La question qu’il se pose à son arrivée tourne autour du bien fondé, de la validité de son témoignage : « J’y suis. Au coeur des ténèbres. Qu’est-ce que je fous là ? ». Mais bientôt, rattrapé par la force vitale des habitants restés ou revenus aux abords de la zone contaminée et par la beauté des lieux, il va chercher à comprendre ce qui fait la particularité de cet endroit : « Je m’interroge sur la vérité des choses… plongé dans un monde dangereux qui se cache, qui triche, qui ment… je veux trouver des signes tangibles… qui disent la tragédie…. que je puisse montrer… une preuve. Rien, rien, rien. » Car ce que découvre sur place Emmanuel Lepage et à travers toutes les précautions à prendre au quotidien pour manger, boire, se déplacer, ce sont certes des gens fatigués, malades, physiquement marqués ; des habitations détruites, des lieux laissés à l’abandon, pillés ; des signes de la dangerosité des lieux. Mais aussi des paysages magnifiques en ce début de printemps, et une certaine joie de vivre chez les habitants, les enfants qui sont nés après la catastrophe. C’est pourquoi Emmanuel Lepage avoue à la fin de son périple : « Ce n’est pas la mort que je suis venu toucher… mais ce qui me fait peur, ce qui se dérobe à mon regard… l’inconnu… le mystère… et c’est la vie qui m’a surpris. »
Graphiquement, l’album est particulièrement réussi. Les planches aux teintes sombres, sublimes, alternent avec des dessins de couleurs (aquarelles et pastels), mélange qui renforce le sentiment selon lequel les lieux de désolation côtoient ceux où la vie reprend le dessus.

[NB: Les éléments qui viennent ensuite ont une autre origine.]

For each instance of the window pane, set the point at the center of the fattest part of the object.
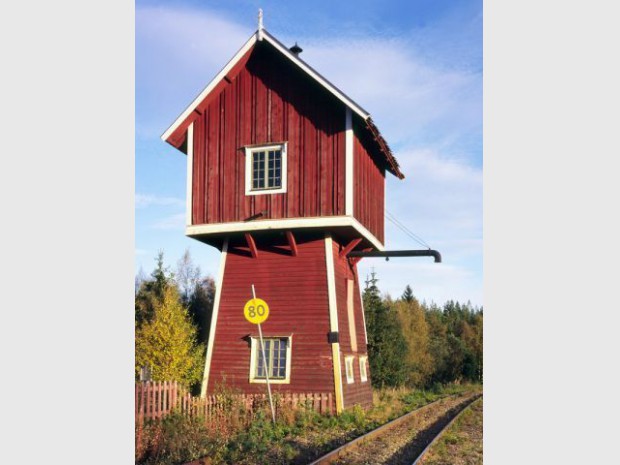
(275, 352)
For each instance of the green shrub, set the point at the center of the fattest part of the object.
(179, 439)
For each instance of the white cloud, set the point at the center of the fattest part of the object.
(428, 107)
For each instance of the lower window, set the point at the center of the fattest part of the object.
(348, 363)
(277, 361)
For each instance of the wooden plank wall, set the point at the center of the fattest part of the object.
(357, 392)
(270, 100)
(369, 188)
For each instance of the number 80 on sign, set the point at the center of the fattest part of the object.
(256, 311)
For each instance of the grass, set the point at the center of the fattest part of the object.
(298, 437)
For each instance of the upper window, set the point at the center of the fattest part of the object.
(277, 357)
(265, 169)
(363, 372)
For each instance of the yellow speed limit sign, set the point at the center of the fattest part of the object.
(256, 311)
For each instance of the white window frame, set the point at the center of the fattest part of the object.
(348, 363)
(249, 150)
(364, 369)
(255, 347)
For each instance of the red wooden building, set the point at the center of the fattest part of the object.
(286, 176)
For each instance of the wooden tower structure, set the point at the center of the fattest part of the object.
(286, 176)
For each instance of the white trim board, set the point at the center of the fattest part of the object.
(215, 81)
(190, 175)
(216, 309)
(333, 321)
(249, 168)
(260, 35)
(290, 223)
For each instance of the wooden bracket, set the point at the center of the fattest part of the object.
(252, 245)
(350, 246)
(292, 243)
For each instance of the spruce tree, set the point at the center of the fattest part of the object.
(387, 348)
(407, 295)
(167, 342)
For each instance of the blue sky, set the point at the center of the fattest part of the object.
(415, 66)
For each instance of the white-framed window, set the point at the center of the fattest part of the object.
(278, 358)
(348, 363)
(265, 169)
(363, 372)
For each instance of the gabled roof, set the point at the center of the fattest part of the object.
(174, 133)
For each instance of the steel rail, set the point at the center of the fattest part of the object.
(337, 453)
(444, 429)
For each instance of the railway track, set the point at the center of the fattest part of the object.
(402, 441)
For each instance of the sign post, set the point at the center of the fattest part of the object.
(256, 311)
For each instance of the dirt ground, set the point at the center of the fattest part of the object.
(461, 444)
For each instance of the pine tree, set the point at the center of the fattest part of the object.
(407, 295)
(151, 291)
(387, 347)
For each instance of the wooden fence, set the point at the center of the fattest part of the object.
(155, 400)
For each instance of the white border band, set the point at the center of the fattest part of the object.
(216, 309)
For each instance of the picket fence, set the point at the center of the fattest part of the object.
(155, 400)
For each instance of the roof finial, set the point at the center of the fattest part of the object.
(260, 24)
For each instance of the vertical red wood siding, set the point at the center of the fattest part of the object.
(356, 392)
(269, 101)
(369, 185)
(296, 290)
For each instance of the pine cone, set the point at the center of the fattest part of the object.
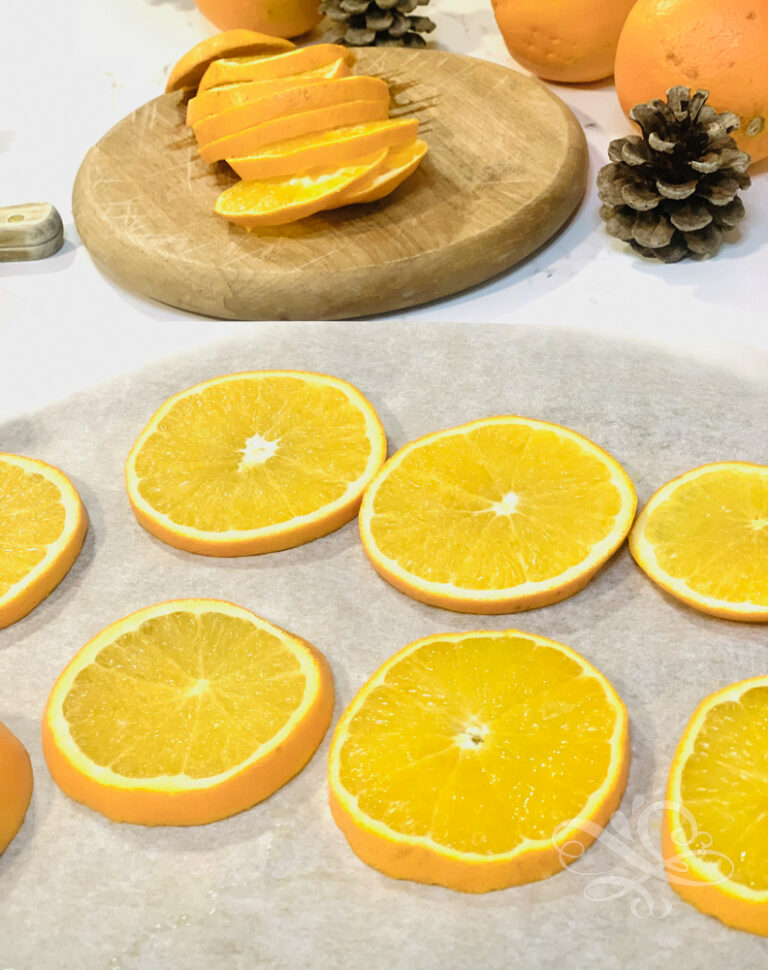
(388, 23)
(673, 192)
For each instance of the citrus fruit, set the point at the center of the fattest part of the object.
(478, 760)
(188, 70)
(226, 96)
(718, 45)
(502, 514)
(236, 70)
(714, 838)
(254, 462)
(15, 785)
(327, 149)
(294, 100)
(293, 126)
(703, 537)
(401, 161)
(279, 201)
(42, 527)
(184, 713)
(283, 18)
(563, 40)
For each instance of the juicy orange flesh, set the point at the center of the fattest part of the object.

Enfin, cet album méritait un coup de projecteur alors que la bibliothèque fête actuellement la poésie, autour de la thématique de la terre. L’élément-terre est en effet présent tout au long de l’album. Et ici, c’est d’une terre souillée, contaminée, fuie par les hommes et néanmoins belle dont il est question. Voici d’ailleurs, en guise de conclusion, ce que dit Emmanuel Lepage à propos de Tchernobyl : « La zone. Une terre sans les hommes… et qui s’en passe. Une terre, en ces jours de printemps, éclatante de beauté, qui pourrait même avoir un air de paradis. Une terre d’où les hommes sont exclus, se sont exclus, se sont chassés eux-même ! »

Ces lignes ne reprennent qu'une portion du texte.